William DiMento, a Town Meeting member and local attorney, proposed an amendment that would drop a budget line set aside for bonuses for 19 department heads or non-union Town Hall employees from $30,000 to zero, essentially eliminating Town Administrator Sean Fitzgerald’s power to grant those incentives based on performances.
But ultimately, the request for an amendment was defeated and Town Meeting members opted to keep the $30,000 funded.
DiMento said his proposal wasn’t based on whether the people awarded those bonuses were deserving of the extra pay, but he said it sets a bad precedent. He argued that if Town Hall employees were able to receive those bonuses from Fitzgerald at “his personal discretion,” then Police Chief Ronald Madigan and Fire Chief Kevin Breen should be able to award them to their staff as well.

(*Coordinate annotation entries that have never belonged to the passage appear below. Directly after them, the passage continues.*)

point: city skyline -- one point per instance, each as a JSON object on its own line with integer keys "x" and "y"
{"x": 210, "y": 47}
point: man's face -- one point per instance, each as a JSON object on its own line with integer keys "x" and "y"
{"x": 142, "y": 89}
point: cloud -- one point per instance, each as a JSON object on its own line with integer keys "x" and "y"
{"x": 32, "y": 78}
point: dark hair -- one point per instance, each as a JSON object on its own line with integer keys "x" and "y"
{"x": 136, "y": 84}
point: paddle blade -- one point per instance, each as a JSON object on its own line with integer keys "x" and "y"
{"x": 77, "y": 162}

Along the same lines, of the school department, DiMento said “boy, could they use a bonus system to attract people.” He didn’t know about the same $30,000 allocated for bonuses last year, but he said if he did, he would have opposed it.

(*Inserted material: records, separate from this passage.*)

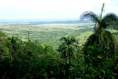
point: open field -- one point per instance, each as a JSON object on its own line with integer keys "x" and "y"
{"x": 50, "y": 34}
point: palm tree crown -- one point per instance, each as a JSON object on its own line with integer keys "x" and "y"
{"x": 103, "y": 22}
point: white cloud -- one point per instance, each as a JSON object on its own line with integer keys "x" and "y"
{"x": 15, "y": 9}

“It’s a very bad precedent,” DiMento said. “This is the town of Swampscott and you’re dealing with public funds. In my mind, it’s a very dangerous thing for people to be doling out bonuses for what they think is a great job.”
Peter Spellios, chairman of the Board of Selectmen, said the bonus system only applies to 19 department heads and staff at Town Hall who are not members of unions and are therefore not under contract, and are dependent on cost of living increases, rather than negotiated raises and other incentives.
Spellios said the bonus system gives a tool to those 19 people and sends a signal to Fitzgerald that he’s trusted with handling a $68.74 million budget. He argued that the cost associated with employee turnover far outweighs the $30,000 budgeted.
“I certainly trust (Fitzgerald) with making the judgment calls as to the personnel decisions regarding those 19 individuals … and that $30,000 has been decided based on performance, based on effort,” Spellios said.
Darren Klein, town counsel, said it wouldn’t be as simple to allow the police and fire chief to determine performance-based bonuses because it would have to be agreed upon by the unions through collective bargaining negotiations. State- and nationwide, unions have not always agreed to performance bonuses, deciding those funds should be spent in the form of universal cost of living increases, he said.
Timothy Dorsey, chairman of the finance committee, said there was lots of discussion about the performance-management line item, but he said the determination by the committee was that the pros outweighed the cons. He said the system creates a culture of excellence and recognizes the pertinent staff working nights and weekends “doing excellent things.”
“(We) didn’t think it needed to grow at this time, but we thought it was a worthwhile tool for the town administrator to award excellence,” Dorsey said.
With the performance system, Fitzgerald said he wants to motivate and encourage those employees doing good public service work to continue that effort, which betters the town.
The passed budget included a $75,000 reduction in the police overtime budget, a recommendation of the Finance Committee, which reduces overtime pay for the department to $635,988.
Town Meeting reconvenes on Tuesday night.